Krull v. Divine House, Inc. – WCCA affirms Compensation Judge’s finding that a knee injury sustained when taking a step while carrying three gallons of milk did not arise out the employment
Krull v. Divine House, Inc. (https://mn.gov/workcomp-stat/2018/Krull%20-%2009-27-18.html)
In a September 27, 2018 decision, the Workers’ Compensation Court of Appeals (WCCA) affirmed Judge Stephen R. Daly’s determination that a knee injury sustained when taking a step while carrying three gallons of milk did not arise out the employment, as the employee was not exposed to a condition that put her at an increased risk of injury.
Lori Krull worked as a program coordinator for Divine House. She alleged injury to the left knee on February 23, 2017 while helping a client carry groceries into a group home. On February 6, 2017, a little over two weeks before the alleged work injury, the employee was examined by a CPRN who noted that the employee’s left knee exhibited swelling and tenderness. The Nurse diagnosed osteoarthritis and prescribed Naproxen.

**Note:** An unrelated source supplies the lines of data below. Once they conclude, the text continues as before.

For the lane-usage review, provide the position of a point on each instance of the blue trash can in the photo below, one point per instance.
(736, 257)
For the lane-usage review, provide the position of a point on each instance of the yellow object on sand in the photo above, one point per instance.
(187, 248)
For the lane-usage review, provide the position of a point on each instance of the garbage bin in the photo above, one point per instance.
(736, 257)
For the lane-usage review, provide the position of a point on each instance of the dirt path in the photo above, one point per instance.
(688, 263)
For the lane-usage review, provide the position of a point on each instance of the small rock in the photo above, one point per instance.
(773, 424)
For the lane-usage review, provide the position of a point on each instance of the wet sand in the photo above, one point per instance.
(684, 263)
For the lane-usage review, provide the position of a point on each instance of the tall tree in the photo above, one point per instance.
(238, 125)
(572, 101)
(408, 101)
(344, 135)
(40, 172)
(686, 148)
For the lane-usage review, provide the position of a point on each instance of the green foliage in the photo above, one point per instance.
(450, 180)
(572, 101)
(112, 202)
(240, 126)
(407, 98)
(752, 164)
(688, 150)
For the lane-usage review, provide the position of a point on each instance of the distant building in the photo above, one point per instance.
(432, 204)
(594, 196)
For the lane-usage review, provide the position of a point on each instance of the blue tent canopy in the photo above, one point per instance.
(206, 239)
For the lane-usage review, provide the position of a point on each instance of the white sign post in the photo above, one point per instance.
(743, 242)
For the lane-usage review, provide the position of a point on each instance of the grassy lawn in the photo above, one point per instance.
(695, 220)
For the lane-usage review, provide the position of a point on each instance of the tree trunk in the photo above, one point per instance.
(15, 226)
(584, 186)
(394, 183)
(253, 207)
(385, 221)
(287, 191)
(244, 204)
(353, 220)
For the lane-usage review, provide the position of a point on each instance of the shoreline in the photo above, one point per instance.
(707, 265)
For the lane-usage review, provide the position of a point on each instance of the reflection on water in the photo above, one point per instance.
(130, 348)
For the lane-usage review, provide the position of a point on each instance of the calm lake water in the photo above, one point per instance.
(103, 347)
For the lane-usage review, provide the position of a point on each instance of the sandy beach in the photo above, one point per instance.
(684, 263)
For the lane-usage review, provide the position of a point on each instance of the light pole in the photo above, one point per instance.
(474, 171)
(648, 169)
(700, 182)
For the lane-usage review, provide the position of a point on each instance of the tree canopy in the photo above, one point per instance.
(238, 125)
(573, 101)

On February 23, 2017, the Employee picked up three gallons of milk from her car and turned toward the building. As she began walking toward the building, she noted a loud popping noise in her left knee, accompanied by severe pain. She was subsequently diagnosed with a meniscus tear. A partial medical meniscectomy and minimal chrondroplasty was performed on April 6, 2017. She returned to work on or about April 21, 2017.
On January 16, 2018, Dr. Paul Cederberg performed an IME on behalf of the Employer and Insurer. Dr. Cederberg opined that the need for surgery on April 6, 2017 resulted from a pre-existing condition, unrelated to any specific work injury.

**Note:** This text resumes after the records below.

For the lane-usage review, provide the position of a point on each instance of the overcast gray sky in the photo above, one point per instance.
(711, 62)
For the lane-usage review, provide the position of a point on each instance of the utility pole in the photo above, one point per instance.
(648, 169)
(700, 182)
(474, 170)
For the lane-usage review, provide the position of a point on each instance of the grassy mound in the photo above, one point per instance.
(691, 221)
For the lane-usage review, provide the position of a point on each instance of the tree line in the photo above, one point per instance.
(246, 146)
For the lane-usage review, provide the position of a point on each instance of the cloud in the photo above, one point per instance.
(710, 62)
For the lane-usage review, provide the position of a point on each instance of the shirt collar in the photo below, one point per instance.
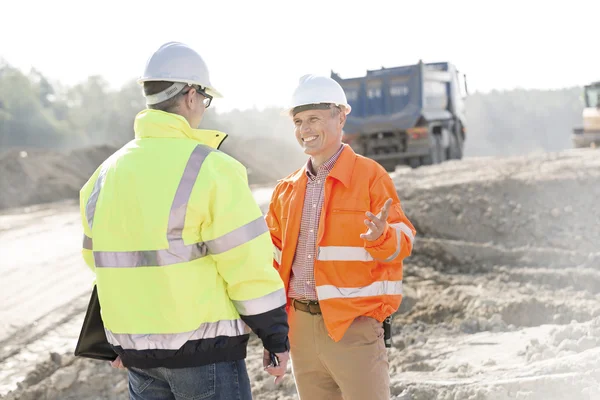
(327, 165)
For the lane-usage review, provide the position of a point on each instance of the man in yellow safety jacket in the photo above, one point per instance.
(180, 249)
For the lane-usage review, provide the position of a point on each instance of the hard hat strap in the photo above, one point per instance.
(166, 94)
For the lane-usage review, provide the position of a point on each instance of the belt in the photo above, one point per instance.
(310, 306)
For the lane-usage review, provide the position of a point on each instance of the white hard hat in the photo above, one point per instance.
(314, 92)
(176, 62)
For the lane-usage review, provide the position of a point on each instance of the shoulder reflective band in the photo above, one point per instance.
(276, 254)
(352, 253)
(380, 288)
(174, 341)
(178, 251)
(87, 242)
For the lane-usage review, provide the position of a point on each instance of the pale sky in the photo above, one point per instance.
(257, 49)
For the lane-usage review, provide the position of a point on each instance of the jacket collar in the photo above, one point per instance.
(342, 170)
(160, 124)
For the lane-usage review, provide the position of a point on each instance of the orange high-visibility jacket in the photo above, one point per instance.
(353, 276)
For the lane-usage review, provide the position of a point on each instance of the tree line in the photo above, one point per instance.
(36, 112)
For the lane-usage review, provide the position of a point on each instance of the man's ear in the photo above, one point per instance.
(342, 118)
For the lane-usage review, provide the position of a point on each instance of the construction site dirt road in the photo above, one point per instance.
(501, 294)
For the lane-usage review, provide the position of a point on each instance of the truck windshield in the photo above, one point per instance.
(592, 95)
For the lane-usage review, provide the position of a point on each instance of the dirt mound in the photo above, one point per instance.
(546, 200)
(500, 294)
(35, 176)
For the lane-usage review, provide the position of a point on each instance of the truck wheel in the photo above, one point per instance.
(454, 150)
(438, 154)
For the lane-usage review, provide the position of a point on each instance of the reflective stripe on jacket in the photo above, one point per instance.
(180, 249)
(353, 276)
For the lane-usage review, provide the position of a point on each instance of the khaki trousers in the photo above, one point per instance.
(355, 368)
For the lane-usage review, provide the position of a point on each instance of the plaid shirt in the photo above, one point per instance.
(302, 281)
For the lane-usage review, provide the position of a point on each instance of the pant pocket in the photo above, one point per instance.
(138, 381)
(196, 383)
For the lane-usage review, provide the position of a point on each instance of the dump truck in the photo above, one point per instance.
(408, 115)
(589, 134)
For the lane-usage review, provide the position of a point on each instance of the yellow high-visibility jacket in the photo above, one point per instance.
(180, 249)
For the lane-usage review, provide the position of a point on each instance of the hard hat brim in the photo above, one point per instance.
(287, 111)
(210, 90)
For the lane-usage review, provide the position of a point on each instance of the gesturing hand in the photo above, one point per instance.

On January 17, 2018, the treating surgeon, Dr. Dahl, issued a narrative report stating that it was “possible” that the employee had sustained the meniscus tear at the time of the February 23, 2017 work incident. Dr. Dahl, according to the court, also indicated that the employee’s left knee was “not demonstrated to have a normal meniscus at the February 6, 2017 examination, as an MRI would have been required to make such a determination and the employee had been complaining of left knee pain for several months.”
The case went to hearing on January 23, 2018 and in subsequent Findings and Order Judge Daly determined that the employee did not suffer a compensable work injury as the left knee condition did not arise out the employment.

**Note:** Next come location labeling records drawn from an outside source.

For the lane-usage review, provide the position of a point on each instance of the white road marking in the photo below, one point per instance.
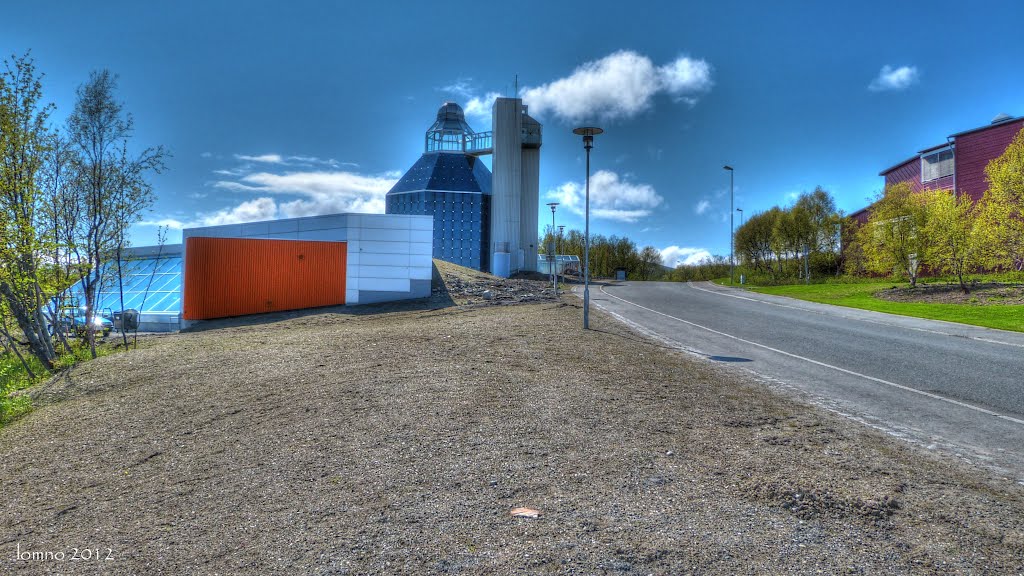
(824, 365)
(879, 322)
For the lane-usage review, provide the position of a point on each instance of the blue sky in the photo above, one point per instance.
(275, 109)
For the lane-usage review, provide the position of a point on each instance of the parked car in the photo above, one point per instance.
(72, 321)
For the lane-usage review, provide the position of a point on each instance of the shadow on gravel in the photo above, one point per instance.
(728, 359)
(628, 336)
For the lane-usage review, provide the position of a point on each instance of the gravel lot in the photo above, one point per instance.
(383, 441)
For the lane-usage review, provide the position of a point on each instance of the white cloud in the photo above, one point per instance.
(251, 211)
(317, 192)
(891, 79)
(479, 108)
(164, 222)
(263, 158)
(685, 76)
(461, 88)
(620, 85)
(676, 255)
(610, 198)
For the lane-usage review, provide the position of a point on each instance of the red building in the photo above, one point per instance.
(956, 164)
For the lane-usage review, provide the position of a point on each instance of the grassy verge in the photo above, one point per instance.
(861, 295)
(13, 378)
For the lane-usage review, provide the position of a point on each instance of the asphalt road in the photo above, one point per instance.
(949, 387)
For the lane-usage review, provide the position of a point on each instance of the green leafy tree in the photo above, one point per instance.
(23, 146)
(894, 239)
(115, 192)
(1001, 211)
(649, 263)
(755, 241)
(956, 236)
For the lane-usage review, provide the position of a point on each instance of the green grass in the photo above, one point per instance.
(13, 378)
(860, 295)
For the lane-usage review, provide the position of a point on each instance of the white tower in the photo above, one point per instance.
(515, 188)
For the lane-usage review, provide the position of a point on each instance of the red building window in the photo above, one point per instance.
(936, 165)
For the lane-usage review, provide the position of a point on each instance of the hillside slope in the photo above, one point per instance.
(343, 442)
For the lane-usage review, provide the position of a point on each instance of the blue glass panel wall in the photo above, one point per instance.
(461, 223)
(151, 285)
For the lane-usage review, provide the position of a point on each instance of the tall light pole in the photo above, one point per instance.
(588, 133)
(559, 249)
(554, 255)
(732, 214)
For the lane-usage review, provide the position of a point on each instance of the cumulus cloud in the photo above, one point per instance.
(164, 222)
(611, 198)
(461, 88)
(318, 192)
(250, 211)
(263, 158)
(894, 79)
(479, 108)
(307, 161)
(676, 255)
(620, 85)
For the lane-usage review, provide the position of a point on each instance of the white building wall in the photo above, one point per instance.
(388, 255)
(529, 206)
(506, 178)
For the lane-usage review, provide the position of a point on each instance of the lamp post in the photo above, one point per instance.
(559, 249)
(732, 263)
(588, 133)
(554, 255)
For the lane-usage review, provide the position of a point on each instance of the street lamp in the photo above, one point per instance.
(559, 249)
(588, 133)
(732, 263)
(553, 256)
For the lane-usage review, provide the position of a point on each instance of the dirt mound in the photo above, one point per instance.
(991, 293)
(468, 286)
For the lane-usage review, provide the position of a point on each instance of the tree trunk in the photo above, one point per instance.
(22, 316)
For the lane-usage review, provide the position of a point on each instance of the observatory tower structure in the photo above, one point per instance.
(483, 219)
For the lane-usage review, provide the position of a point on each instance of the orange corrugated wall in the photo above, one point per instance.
(238, 276)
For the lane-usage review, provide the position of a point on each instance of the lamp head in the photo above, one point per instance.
(588, 133)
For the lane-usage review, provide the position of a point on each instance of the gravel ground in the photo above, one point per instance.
(381, 441)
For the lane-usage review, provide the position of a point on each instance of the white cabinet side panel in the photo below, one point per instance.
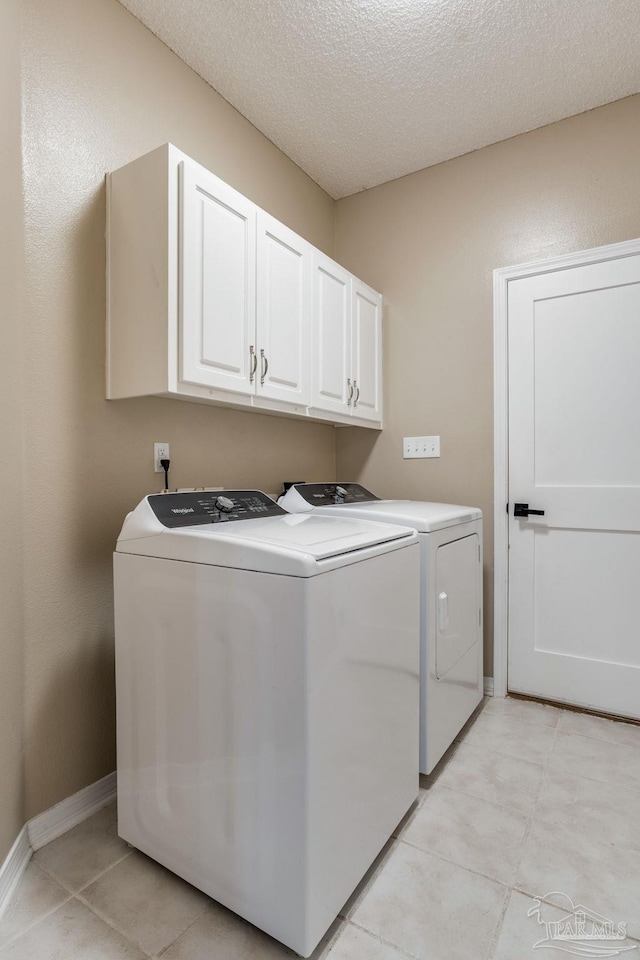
(141, 262)
(331, 336)
(366, 364)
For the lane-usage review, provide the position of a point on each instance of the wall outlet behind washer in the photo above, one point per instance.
(160, 452)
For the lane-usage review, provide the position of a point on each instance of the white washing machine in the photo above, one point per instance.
(451, 598)
(267, 671)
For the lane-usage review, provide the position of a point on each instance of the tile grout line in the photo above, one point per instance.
(527, 833)
(385, 943)
(110, 923)
(68, 887)
(44, 916)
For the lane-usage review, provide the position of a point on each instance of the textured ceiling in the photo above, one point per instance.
(358, 92)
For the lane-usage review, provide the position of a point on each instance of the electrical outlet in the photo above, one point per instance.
(414, 448)
(160, 452)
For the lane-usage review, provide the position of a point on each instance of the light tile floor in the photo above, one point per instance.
(530, 801)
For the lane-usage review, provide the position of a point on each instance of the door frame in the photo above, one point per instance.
(501, 279)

In affirming Judge Daly’s decision, the WCCA emphasized that the employee bears the burden of establishing a causal connection between the work and the injury. Citing the Minnesota Supreme Court decisions in Dykoff v. Xcel Energy, Hohlt v. Univ. Of Minn., and Roller-Dick v. Centracare Health Sys., the court noted that the “causal connection is some form of increased risk that the employee is exposed to through employment.” The court concluded that the employee failed to establish an increased risk and, in turn, affirmed Judge Daly’s Findings. In doing so, the court emphasized that there was no evidence that the Employee’s left knee condition was caused by a twisting motion or carrying the three gallons of milk. The court stated:
In this matter, the employee had completed her turn and was striding normally. The employee’s testimony was unequivocal that she was walking normally, an unaffected by the three gallons of milk that she was carrying.
This case is very fact specific and largely based on the employee’s testimony regarding the mechanism of injury. The decision appears to have paused the erosion of Dykoff found in Hohlt and Roller-Dick.